CVE-2025-28981: 
WordPress vulnerability analysis and mitigation

A Cross-Site Request Forgery (CSRF) vulnerability was discovered in Soli WP Mail Options plugin that allows Stored Cross-Site Scripting (XSS). The vulnerability affects versions through 0.2.3 of the WP Mail Options plugin. This security issue was discovered by Nguyen Xuan Chien and was publicly disclosed on June 5, 2025 (Patchstack Report).

The vulnerability has been assigned a CVSS v3.1 Base Score of 7.1 (HIGH) with the following vector: CVSS:3.1/AV:N/AC:L/PR:N/UI:R/S:C/C:L/I:L/A:L. The vulnerability is classified under CWE-352 (Cross-Site Request Forgery).
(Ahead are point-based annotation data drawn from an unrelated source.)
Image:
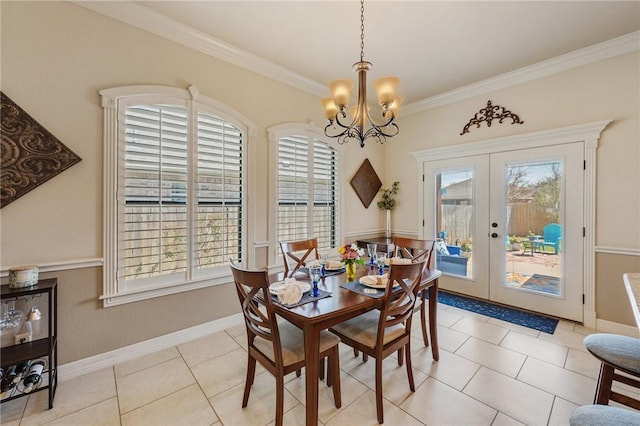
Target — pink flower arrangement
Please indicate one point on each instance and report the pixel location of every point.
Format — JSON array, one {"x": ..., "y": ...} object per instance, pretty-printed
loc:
[{"x": 351, "y": 253}]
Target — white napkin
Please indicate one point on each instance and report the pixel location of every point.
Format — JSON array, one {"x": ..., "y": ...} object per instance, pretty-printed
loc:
[
  {"x": 290, "y": 292},
  {"x": 334, "y": 265},
  {"x": 375, "y": 280},
  {"x": 399, "y": 261}
]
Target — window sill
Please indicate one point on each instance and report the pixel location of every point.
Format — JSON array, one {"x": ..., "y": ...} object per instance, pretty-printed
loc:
[{"x": 137, "y": 295}]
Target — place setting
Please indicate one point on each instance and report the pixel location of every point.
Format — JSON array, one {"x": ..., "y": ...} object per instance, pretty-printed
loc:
[{"x": 291, "y": 292}]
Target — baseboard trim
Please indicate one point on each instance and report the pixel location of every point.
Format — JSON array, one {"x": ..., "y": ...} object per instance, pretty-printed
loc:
[
  {"x": 127, "y": 353},
  {"x": 617, "y": 328}
]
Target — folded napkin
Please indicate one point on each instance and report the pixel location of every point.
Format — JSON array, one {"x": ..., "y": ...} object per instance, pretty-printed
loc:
[
  {"x": 290, "y": 292},
  {"x": 399, "y": 261},
  {"x": 334, "y": 265},
  {"x": 375, "y": 280}
]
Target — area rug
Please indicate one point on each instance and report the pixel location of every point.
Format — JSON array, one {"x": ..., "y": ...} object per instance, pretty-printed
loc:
[
  {"x": 537, "y": 282},
  {"x": 514, "y": 316}
]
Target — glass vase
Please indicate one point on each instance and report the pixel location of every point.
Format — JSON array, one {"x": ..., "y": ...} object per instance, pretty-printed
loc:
[{"x": 351, "y": 271}]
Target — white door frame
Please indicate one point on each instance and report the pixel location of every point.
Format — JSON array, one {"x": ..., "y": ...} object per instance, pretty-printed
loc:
[{"x": 588, "y": 133}]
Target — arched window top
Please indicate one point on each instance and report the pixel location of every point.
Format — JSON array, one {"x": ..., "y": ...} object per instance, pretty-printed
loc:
[{"x": 133, "y": 94}]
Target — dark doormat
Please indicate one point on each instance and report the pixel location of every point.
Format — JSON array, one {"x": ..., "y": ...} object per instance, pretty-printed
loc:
[{"x": 514, "y": 316}]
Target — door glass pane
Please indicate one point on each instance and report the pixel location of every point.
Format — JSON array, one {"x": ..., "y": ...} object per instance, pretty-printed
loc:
[
  {"x": 454, "y": 221},
  {"x": 533, "y": 234}
]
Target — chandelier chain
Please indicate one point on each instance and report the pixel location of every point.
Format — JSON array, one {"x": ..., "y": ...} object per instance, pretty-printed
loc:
[{"x": 361, "y": 30}]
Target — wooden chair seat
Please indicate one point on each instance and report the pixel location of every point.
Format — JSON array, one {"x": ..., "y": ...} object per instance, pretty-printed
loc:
[
  {"x": 417, "y": 250},
  {"x": 617, "y": 354},
  {"x": 364, "y": 329},
  {"x": 292, "y": 341},
  {"x": 380, "y": 333},
  {"x": 277, "y": 344}
]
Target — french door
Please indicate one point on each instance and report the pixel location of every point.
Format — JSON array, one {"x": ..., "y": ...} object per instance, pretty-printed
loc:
[{"x": 512, "y": 226}]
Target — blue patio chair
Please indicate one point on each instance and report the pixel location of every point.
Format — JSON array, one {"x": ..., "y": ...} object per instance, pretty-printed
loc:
[{"x": 552, "y": 234}]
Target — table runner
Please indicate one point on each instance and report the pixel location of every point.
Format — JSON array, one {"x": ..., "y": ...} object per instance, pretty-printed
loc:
[
  {"x": 360, "y": 288},
  {"x": 326, "y": 274},
  {"x": 306, "y": 298}
]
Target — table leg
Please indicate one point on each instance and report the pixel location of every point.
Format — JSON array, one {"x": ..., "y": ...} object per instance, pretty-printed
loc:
[
  {"x": 311, "y": 355},
  {"x": 433, "y": 320}
]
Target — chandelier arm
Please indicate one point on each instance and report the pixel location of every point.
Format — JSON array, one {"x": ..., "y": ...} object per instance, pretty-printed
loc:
[{"x": 362, "y": 118}]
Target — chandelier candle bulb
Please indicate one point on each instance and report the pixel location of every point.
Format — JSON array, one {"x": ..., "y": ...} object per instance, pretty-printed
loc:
[
  {"x": 341, "y": 90},
  {"x": 330, "y": 108},
  {"x": 386, "y": 88},
  {"x": 362, "y": 126}
]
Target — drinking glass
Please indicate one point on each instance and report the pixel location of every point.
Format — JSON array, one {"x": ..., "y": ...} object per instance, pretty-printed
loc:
[
  {"x": 315, "y": 272},
  {"x": 323, "y": 263},
  {"x": 372, "y": 248},
  {"x": 381, "y": 260}
]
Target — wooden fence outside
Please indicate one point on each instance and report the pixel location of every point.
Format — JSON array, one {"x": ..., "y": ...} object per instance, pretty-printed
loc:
[{"x": 522, "y": 219}]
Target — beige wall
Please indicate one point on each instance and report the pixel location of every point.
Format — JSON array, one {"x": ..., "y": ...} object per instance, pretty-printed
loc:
[{"x": 55, "y": 57}]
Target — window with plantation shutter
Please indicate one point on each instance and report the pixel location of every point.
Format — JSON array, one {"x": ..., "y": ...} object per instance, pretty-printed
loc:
[
  {"x": 307, "y": 188},
  {"x": 174, "y": 192}
]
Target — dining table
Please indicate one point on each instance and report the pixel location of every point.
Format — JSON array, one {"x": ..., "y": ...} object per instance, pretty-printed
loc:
[{"x": 341, "y": 305}]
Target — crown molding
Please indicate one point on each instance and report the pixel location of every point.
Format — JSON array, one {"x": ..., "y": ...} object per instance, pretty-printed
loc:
[
  {"x": 146, "y": 19},
  {"x": 598, "y": 52}
]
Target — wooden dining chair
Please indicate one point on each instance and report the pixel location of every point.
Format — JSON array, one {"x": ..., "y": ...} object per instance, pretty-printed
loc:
[
  {"x": 418, "y": 250},
  {"x": 380, "y": 333},
  {"x": 296, "y": 253},
  {"x": 277, "y": 345}
]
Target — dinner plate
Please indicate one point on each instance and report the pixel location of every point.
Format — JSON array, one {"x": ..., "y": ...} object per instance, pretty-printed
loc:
[
  {"x": 370, "y": 284},
  {"x": 278, "y": 285}
]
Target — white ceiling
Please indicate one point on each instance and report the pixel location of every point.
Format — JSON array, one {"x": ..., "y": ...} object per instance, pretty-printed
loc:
[{"x": 432, "y": 46}]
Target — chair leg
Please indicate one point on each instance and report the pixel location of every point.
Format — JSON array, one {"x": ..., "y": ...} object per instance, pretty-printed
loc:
[
  {"x": 251, "y": 371},
  {"x": 279, "y": 398},
  {"x": 423, "y": 318},
  {"x": 603, "y": 388},
  {"x": 433, "y": 321},
  {"x": 334, "y": 373},
  {"x": 407, "y": 353},
  {"x": 321, "y": 369},
  {"x": 379, "y": 410}
]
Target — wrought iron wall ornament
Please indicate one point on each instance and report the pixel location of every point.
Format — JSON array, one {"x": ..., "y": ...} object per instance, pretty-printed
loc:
[
  {"x": 489, "y": 113},
  {"x": 30, "y": 154}
]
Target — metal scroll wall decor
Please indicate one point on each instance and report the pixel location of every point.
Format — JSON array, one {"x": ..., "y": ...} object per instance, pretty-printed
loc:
[
  {"x": 489, "y": 113},
  {"x": 30, "y": 154}
]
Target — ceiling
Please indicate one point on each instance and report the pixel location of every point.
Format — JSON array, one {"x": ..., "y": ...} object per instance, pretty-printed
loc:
[{"x": 434, "y": 47}]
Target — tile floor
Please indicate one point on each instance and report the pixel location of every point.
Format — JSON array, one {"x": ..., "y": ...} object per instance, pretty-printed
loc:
[{"x": 490, "y": 373}]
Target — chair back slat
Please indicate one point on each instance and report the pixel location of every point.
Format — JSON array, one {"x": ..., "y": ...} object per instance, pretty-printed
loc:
[
  {"x": 398, "y": 304},
  {"x": 259, "y": 320},
  {"x": 296, "y": 253},
  {"x": 414, "y": 249}
]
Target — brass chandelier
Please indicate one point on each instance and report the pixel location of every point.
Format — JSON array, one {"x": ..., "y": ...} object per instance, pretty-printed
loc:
[{"x": 362, "y": 126}]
The security issue allows unauthenticated attackers to exploit CSRF vulnerabilities that can lead to stored XSS attacks (NVD Database, Patchstack Report).

The vulnerability could allow malicious actors to force higher privileged users to execute unwanted actions under their current authentication, potentially leading to stored cross-site scripting attacks. The security issue has been classified as having a low severity impact, though it maintains a high CVSS score (Patchstack Report).

As of the vulnerability disclosure, no official fix is available for this security issue. The vulnerability affects versions through 0.2.3 of the WP Mail Options plugin (Patchstack Report).